Posts Tagged ‘ephron’

Life in print

August 5, 2009

I love the saying “All of life is copy.”  I heard this for the first time on the special features of “You’ve Got Mail” when Nora Ephron was talking about the lesson she learned as a child.  She came from a family of writers, and as far as I’m concerned, she is an amazing writer herself.

The lesson of this little statement, that she learned from her father, was that there is no subject so private, or so sacred, that you cannot write about it.  If you are so worried about who might be offended, or hurt, by what you write, don’t let it stop you from writing what you need to.

Writing has an amazing way of helping you through the healing process of a tragedy, or a bout of depression, and if it helps you, it may help others.  Don’t be afraid to put down exactly what you feel.  When writing fiction, negative events in your life can serve to inspire scenes in your story, or an entire novel. How you use the event isn’t nearly as important as getting it down on paper.

As an example, I thought I would give you just a little of my main character’s history, as it was inspired by my own history.  The name of my main character is Sarah Bradley.  Her father left her and her mother when Sarah was 7, with a woman he was having an affair with. He never came back.  My mother left us when I was 7, but it had nothing to do with an affair, and she did come back.

Sarah always dreamed about writing, and traveling.  I always dreamed about writing and photography; traveling didn’t matter that much to me.

She has a horrific schedule with her job as an executive assistant at an advertising agency, which keeps her from writing.  I have two jobs and take care of a handicapped wife, and that keeps me from writing as much as I need to.

Her mother is creative.  My mother is creative.

As you can see, parts of her history are the same as mine, and other parts are not.  The parts that are not I’ve taken from other people I know, and people I’ve read about. Those things I include can be deeply emotional for me, but by writing them down helps me to erase some of the scars.

Don’t forget, the things that happened to us in the past become a part of who we are now.  There is nothing that you can do to change that, so why not write about it, it may be that event will add dimension to an otherwise flat story line.

Challenge:  Take a negative event in your life and do something positive that may help someone else; add it to your writing.


A different kind of signature

May 20, 2009

When I was younger, my mom told me one of the secrets of the Denver Museum of Natural History that made it fun for any kid to go.  One of the backdrop painters had a unique signature to his paintings.  Somewhere in his paintings he would add a gnome, and it was always placed in interesting places.  This made it a game to find it, and kids found the museum interesting.
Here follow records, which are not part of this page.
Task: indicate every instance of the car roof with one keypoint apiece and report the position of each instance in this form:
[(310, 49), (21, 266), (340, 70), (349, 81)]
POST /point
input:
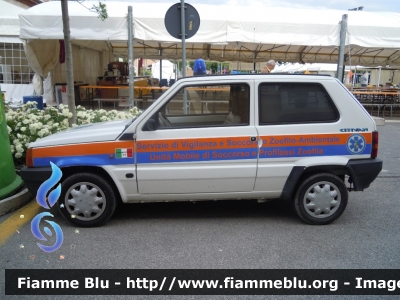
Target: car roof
[(255, 75)]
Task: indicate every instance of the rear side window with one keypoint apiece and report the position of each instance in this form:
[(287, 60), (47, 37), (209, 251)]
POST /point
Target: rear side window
[(287, 103)]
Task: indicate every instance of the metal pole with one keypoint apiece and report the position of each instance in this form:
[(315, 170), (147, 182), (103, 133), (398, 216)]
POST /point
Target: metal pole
[(160, 70), (183, 36), (130, 58), (379, 77), (340, 67)]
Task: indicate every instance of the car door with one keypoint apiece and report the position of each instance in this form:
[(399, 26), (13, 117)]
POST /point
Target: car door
[(206, 146), (294, 124)]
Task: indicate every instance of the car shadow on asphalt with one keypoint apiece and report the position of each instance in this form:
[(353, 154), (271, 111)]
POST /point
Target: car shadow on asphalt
[(275, 209)]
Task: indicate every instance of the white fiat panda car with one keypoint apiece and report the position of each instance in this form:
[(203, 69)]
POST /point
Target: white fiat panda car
[(302, 138)]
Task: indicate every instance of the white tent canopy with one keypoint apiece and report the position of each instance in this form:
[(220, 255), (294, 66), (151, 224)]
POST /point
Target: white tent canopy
[(9, 22), (226, 33)]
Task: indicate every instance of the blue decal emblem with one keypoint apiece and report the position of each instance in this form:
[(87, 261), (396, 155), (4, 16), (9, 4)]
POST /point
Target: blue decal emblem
[(356, 144), (52, 198)]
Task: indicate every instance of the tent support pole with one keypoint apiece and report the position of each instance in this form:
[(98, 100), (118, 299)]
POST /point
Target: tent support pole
[(343, 30), (130, 58), (183, 36), (160, 67)]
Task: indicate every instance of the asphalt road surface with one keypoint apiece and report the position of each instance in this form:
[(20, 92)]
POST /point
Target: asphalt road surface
[(228, 235)]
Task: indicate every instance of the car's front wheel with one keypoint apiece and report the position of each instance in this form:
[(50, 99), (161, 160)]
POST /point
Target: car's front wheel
[(321, 198), (87, 200)]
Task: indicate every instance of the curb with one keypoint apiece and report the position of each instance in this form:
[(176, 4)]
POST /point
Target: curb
[(379, 121), (16, 201)]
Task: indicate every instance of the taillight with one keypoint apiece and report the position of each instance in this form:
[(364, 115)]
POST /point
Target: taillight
[(29, 158), (375, 144)]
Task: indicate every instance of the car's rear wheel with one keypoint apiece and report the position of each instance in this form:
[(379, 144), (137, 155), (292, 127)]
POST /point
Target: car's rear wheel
[(321, 198), (87, 200)]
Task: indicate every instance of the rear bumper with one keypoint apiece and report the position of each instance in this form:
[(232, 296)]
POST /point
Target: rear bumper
[(363, 172), (34, 177)]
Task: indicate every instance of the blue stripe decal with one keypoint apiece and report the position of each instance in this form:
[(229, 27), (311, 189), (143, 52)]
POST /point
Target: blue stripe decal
[(200, 155), (82, 160), (301, 151), (196, 155)]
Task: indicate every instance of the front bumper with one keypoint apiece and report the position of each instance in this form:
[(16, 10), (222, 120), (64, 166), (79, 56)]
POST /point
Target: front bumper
[(34, 177), (363, 172)]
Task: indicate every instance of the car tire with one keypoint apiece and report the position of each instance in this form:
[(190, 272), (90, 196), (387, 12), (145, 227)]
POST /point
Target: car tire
[(321, 198), (87, 200)]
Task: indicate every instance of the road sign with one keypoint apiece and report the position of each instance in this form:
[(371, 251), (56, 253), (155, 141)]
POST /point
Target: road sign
[(173, 21)]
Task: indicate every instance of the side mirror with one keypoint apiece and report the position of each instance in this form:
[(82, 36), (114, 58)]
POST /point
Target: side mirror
[(151, 125)]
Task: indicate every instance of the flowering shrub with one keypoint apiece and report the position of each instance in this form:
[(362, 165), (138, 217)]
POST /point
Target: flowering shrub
[(27, 123)]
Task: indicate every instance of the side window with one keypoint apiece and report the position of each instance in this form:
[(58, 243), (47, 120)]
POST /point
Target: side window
[(207, 106), (286, 103)]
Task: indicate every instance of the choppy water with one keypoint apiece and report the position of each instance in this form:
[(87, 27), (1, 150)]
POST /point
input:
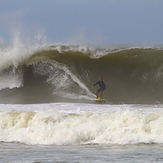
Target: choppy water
[(47, 112)]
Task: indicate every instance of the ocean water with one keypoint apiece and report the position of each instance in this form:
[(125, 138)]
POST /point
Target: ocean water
[(47, 111)]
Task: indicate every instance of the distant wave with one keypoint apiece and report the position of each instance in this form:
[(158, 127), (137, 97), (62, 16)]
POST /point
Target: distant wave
[(133, 74)]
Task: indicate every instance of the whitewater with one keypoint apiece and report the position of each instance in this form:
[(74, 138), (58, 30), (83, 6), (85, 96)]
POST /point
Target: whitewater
[(47, 111)]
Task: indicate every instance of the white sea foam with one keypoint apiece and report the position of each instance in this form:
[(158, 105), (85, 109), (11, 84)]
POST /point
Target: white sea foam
[(63, 124)]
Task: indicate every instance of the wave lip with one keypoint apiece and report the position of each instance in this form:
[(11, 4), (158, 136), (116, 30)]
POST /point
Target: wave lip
[(132, 74)]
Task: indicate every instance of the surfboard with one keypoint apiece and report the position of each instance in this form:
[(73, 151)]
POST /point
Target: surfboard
[(96, 99)]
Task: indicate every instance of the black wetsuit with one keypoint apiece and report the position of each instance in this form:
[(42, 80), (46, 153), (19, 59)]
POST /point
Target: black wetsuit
[(102, 86)]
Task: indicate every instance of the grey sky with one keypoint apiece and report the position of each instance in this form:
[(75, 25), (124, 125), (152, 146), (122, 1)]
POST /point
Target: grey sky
[(83, 21)]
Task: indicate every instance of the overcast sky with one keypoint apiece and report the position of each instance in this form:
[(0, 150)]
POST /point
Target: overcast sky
[(82, 21)]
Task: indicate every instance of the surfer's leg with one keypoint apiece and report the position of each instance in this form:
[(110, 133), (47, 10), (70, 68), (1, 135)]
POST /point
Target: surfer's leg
[(101, 92), (97, 94)]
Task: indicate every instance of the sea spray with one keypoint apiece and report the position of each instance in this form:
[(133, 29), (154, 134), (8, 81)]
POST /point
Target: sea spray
[(68, 127)]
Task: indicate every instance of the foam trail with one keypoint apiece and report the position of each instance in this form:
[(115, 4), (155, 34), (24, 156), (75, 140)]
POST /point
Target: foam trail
[(81, 127)]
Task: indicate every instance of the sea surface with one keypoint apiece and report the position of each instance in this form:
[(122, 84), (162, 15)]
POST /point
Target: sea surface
[(47, 111)]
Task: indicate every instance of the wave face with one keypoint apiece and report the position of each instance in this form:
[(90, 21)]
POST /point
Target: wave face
[(66, 73)]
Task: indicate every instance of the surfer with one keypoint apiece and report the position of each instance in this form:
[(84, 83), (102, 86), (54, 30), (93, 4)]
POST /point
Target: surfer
[(102, 87)]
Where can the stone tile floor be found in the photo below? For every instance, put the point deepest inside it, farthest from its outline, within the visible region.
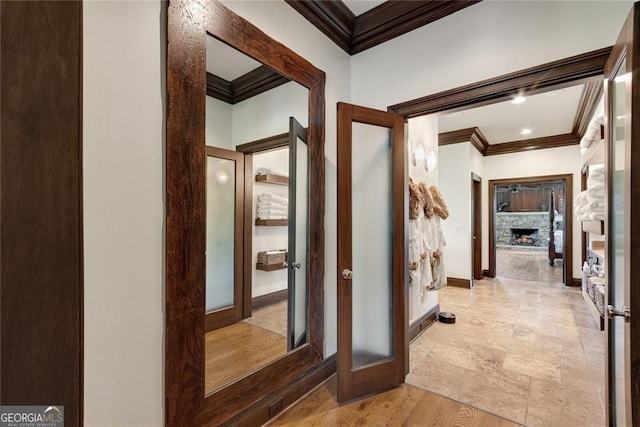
(524, 350)
(527, 264)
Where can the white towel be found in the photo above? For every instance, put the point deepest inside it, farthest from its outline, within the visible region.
(594, 216)
(595, 192)
(273, 198)
(581, 199)
(596, 170)
(267, 171)
(270, 216)
(269, 205)
(278, 212)
(592, 133)
(595, 206)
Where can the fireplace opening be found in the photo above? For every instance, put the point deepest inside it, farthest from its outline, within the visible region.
(524, 236)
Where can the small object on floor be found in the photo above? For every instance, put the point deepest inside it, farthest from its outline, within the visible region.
(447, 317)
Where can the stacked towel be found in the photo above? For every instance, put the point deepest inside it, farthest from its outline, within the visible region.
(267, 171)
(592, 133)
(596, 175)
(590, 204)
(273, 198)
(272, 206)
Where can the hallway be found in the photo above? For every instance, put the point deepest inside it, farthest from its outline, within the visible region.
(523, 350)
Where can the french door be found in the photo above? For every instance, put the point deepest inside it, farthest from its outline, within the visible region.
(298, 232)
(372, 282)
(622, 101)
(224, 253)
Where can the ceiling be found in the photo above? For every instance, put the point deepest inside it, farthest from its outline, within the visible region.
(546, 114)
(357, 25)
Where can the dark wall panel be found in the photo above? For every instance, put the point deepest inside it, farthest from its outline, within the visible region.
(41, 205)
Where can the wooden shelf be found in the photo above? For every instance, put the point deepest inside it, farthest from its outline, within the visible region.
(595, 227)
(594, 154)
(273, 179)
(272, 222)
(270, 267)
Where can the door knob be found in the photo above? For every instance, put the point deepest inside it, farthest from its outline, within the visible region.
(612, 312)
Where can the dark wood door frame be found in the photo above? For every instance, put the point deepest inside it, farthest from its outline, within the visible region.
(41, 215)
(567, 258)
(248, 149)
(476, 224)
(354, 382)
(227, 315)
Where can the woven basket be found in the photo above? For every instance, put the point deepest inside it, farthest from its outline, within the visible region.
(272, 257)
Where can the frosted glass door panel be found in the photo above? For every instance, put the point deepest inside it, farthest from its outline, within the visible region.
(618, 199)
(220, 233)
(301, 232)
(372, 243)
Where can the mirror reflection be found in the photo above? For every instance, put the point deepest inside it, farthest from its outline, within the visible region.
(257, 210)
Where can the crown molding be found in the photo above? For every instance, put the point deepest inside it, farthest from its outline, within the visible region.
(333, 18)
(394, 18)
(591, 95)
(472, 135)
(219, 88)
(354, 34)
(244, 87)
(532, 144)
(552, 75)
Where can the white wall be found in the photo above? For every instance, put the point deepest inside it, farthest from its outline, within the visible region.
(552, 161)
(268, 114)
(455, 185)
(487, 39)
(280, 21)
(123, 164)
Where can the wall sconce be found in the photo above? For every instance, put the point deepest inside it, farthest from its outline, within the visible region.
(430, 161)
(417, 156)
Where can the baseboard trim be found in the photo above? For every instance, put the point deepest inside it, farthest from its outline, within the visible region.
(459, 283)
(575, 282)
(420, 325)
(274, 403)
(269, 299)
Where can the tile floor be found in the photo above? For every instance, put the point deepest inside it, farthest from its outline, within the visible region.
(527, 351)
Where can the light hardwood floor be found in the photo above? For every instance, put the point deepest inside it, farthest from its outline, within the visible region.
(406, 405)
(238, 349)
(272, 318)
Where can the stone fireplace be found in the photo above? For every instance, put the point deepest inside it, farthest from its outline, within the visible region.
(522, 229)
(524, 236)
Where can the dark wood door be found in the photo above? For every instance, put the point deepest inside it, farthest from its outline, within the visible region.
(224, 253)
(372, 282)
(622, 103)
(298, 234)
(476, 234)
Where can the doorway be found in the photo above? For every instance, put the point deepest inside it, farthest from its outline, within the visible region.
(531, 227)
(476, 231)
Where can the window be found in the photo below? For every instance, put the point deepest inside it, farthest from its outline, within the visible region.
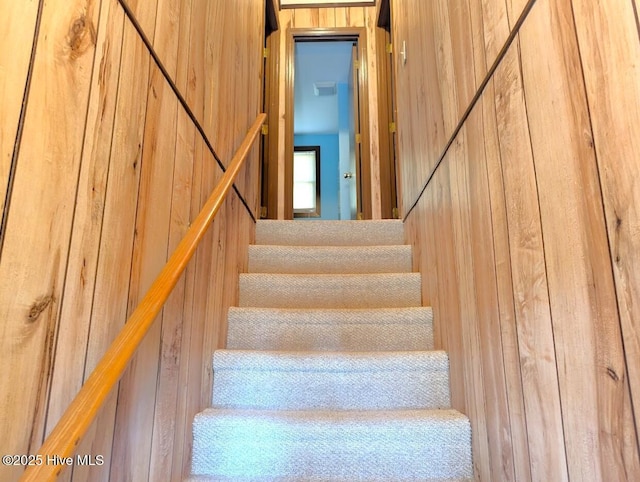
(306, 181)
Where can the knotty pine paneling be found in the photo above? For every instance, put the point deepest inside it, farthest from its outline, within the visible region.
(570, 202)
(36, 244)
(526, 229)
(608, 43)
(333, 17)
(16, 46)
(112, 171)
(84, 274)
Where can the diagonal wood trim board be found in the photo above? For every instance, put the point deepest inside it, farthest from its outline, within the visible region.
(78, 417)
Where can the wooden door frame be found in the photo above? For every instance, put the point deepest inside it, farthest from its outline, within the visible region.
(338, 33)
(389, 186)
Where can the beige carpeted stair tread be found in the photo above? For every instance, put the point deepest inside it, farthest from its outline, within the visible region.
(353, 445)
(330, 380)
(329, 259)
(393, 329)
(380, 290)
(330, 233)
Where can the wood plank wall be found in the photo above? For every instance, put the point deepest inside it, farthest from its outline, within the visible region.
(332, 17)
(528, 227)
(108, 173)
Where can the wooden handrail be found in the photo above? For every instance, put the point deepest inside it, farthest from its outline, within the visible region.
(73, 424)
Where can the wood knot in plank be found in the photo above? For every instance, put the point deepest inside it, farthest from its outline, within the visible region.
(80, 37)
(38, 307)
(612, 373)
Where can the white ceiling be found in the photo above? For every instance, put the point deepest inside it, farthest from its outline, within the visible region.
(319, 62)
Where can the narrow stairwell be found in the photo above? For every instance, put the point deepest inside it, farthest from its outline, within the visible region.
(329, 372)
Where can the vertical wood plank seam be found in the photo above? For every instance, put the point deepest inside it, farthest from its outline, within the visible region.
(635, 13)
(604, 213)
(178, 94)
(472, 103)
(106, 187)
(20, 130)
(472, 270)
(116, 388)
(546, 266)
(517, 346)
(54, 343)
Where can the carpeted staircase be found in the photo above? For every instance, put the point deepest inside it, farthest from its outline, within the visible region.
(329, 372)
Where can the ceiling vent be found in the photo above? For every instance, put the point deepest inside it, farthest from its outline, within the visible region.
(324, 88)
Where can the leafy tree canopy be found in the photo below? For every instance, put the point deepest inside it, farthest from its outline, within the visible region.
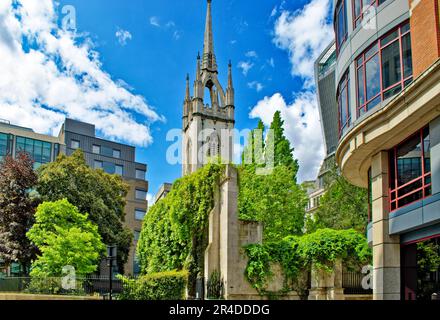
(92, 191)
(275, 200)
(174, 234)
(297, 254)
(65, 237)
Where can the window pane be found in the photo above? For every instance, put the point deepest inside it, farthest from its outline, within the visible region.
(140, 174)
(373, 103)
(409, 160)
(371, 52)
(405, 28)
(361, 98)
(427, 150)
(392, 92)
(139, 214)
(74, 144)
(109, 167)
(372, 77)
(357, 8)
(106, 151)
(391, 73)
(341, 23)
(393, 35)
(344, 115)
(3, 145)
(407, 57)
(141, 194)
(97, 164)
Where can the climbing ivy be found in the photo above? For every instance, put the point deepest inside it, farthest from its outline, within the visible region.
(297, 254)
(174, 233)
In movies, Steven Spielberg is always adding a little joke about a previous movie in all of his movies.  Nora Ephron even put the name of a desert in one of her movies as a dating ritual, just so that people would ask her about it.

Artists of every kind will put something personal in something they do.  Sometimes it’s an inside joke, and sometimes it’s sentimental, but if you look closely, you might be able to spot it.  Writers are no different.

I’ve notices some writers I’ve talked to think it’s a cheap trick, so they say they don’t do it, yet I’ve caught a couple of them at it.  To illustrate this, I’m going to give mine away in the book I’m writing, there will be others but this is just fun.

Those who are regulars on youtube will recognize the name Shay Carl.  In my book, there will be a restaurant named “Chez Carl’s”.  Only those who watch youtube will get that.  I’m always using people I know (their names mostly) and parts of my past.

The point is this, if you write, don’t be afraid to slip something personal in your writing.  It makes it more fun for you, and makes it a game for your readers to figure it out.

Challenge:  Pick something personal, (a favorite food, or a photograph…) and try to slip it into a paragraph where people have to look for it.  It’s a fun exercise.